On Sunday, the day the clocks went forward, and the day of the census, we took a trip to Hendon. This was for a reason. The Church Farmhouse Museum, next to the church in a lovely villagey part of Hendon (the name “Hendon” means “high hill”, and the church and farmhouse are at the top of the hill), had an exhibition about Harry Beck, the designer of the London tube map, who lived nearby. It was the last day of the exhibition, and almost the last day for the museum, which is being closed as a result of the cuts.
It was a charming museum; I am saddened by its disappearance. An old farmhouse, with small upstairs rooms reached by narrow staircases (this is where the exhibition was mounted). Downstairs were real kitchen and laundry objects: a copper with a mangle, like the one we had when I was a child; a zinc bathtub (there is a photo of me in the bath when I was very small, in a tub like this, with a saucer on a shelf behind looking like a halo floating above my head); flatirons; and many other things.
In keeping with this, the Beck exhibition was delightfully old-fashioned. Items were behind glass, with brief captions; you had to look at the objects, rather than read about them. This was fascinating; one could learn, for example, that the three Clapham stations used to be Clapham Road, Clapham Common and Nightingale Lane. No interactivity, apart from a tub of crayons and a pile of paper for children to draw on. Just lots of different editions of the Beck map, together with related artefacts such as older maps, posters, maps from other cities, and a few station signs.
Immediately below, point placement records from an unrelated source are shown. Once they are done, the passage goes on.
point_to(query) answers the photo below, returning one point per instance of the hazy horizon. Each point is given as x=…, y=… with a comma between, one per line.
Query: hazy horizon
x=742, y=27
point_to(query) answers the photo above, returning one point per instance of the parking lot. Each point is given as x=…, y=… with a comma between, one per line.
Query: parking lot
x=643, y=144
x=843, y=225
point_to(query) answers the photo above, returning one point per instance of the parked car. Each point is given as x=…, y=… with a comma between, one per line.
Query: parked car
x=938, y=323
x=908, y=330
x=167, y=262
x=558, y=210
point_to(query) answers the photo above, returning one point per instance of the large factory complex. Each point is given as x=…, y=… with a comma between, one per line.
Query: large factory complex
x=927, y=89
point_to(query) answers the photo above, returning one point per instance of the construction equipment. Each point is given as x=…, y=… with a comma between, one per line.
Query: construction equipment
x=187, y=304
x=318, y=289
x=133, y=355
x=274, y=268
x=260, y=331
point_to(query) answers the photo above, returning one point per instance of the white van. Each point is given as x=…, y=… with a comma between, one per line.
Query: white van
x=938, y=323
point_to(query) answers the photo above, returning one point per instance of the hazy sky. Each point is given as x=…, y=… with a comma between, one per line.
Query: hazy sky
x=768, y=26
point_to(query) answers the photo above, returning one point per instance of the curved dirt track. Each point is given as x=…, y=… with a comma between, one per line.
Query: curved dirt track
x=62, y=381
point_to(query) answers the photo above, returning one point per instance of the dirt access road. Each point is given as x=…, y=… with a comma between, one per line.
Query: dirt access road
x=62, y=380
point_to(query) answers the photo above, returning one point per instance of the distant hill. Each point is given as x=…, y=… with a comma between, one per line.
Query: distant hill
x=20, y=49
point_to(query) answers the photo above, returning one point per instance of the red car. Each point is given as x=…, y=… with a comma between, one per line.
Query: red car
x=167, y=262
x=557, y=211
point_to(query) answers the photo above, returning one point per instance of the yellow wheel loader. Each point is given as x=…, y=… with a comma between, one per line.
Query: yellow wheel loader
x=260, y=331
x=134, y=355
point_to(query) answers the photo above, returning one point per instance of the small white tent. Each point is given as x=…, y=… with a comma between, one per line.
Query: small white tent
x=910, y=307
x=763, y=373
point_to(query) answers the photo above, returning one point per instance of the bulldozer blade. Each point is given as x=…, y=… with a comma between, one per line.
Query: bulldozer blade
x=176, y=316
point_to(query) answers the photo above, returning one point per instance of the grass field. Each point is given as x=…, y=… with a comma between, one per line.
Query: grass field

The museum was packed. Just before we showed up, a party of nearly thirty ramblers had arrived, throwing the museum attendant into a gentle panic; no more than fifteen people are allowed into each upstairs room at a time, and she hoped the ramblers’ leader would keep his troops widely spaced.
Outdoors, a charming garden with a well, a pond, and a maze opened into a park with blackthorn blossom and horse chestnut trees coming into leaf.
A couple of other incidents during the day resonated with Beck’s map. There had been a hiatus at Henly’s Corner, where the Capital Ring crosses a very busy intersection, because of construction work. Big signs exhorted us to follow the diversion, but there was no indication of where the diversion led. Finally, by going out of the way, very close to where heavy plant was operating, I found a map. It showed that the diversion had left the path half a mile earlier. (There had been no indication at that point, even that there was trouble ahead.) We declined to go back and found another way through. But the well-concealed map was done in a schematic style which clearly owed much to Beck’s design.
I found later that there is no mention of the detour on the TfL website either.
After the museum, we walked up to Mill Hill East, an Underground terminus I had not been to before. It was never intended to be a terminus; the line was supposed to continue to Edgware and on to Elstree and Bushey Park, but the war came and the plans were shelved. So now a train shuttles to and fro on the short hop to Finchley Central, over the Dollis Brook viaduct (a very impressive structure, especially when seen from below – the Dollis Valley Green Walk passes underneath).
At Mill Hill East, there was a handwritten notice on the platform:
Drivers: NQ10 main aspect is slow turning green. The pigs ear turns slightly before main.
Ah, the mysteries of another profession’s jargon!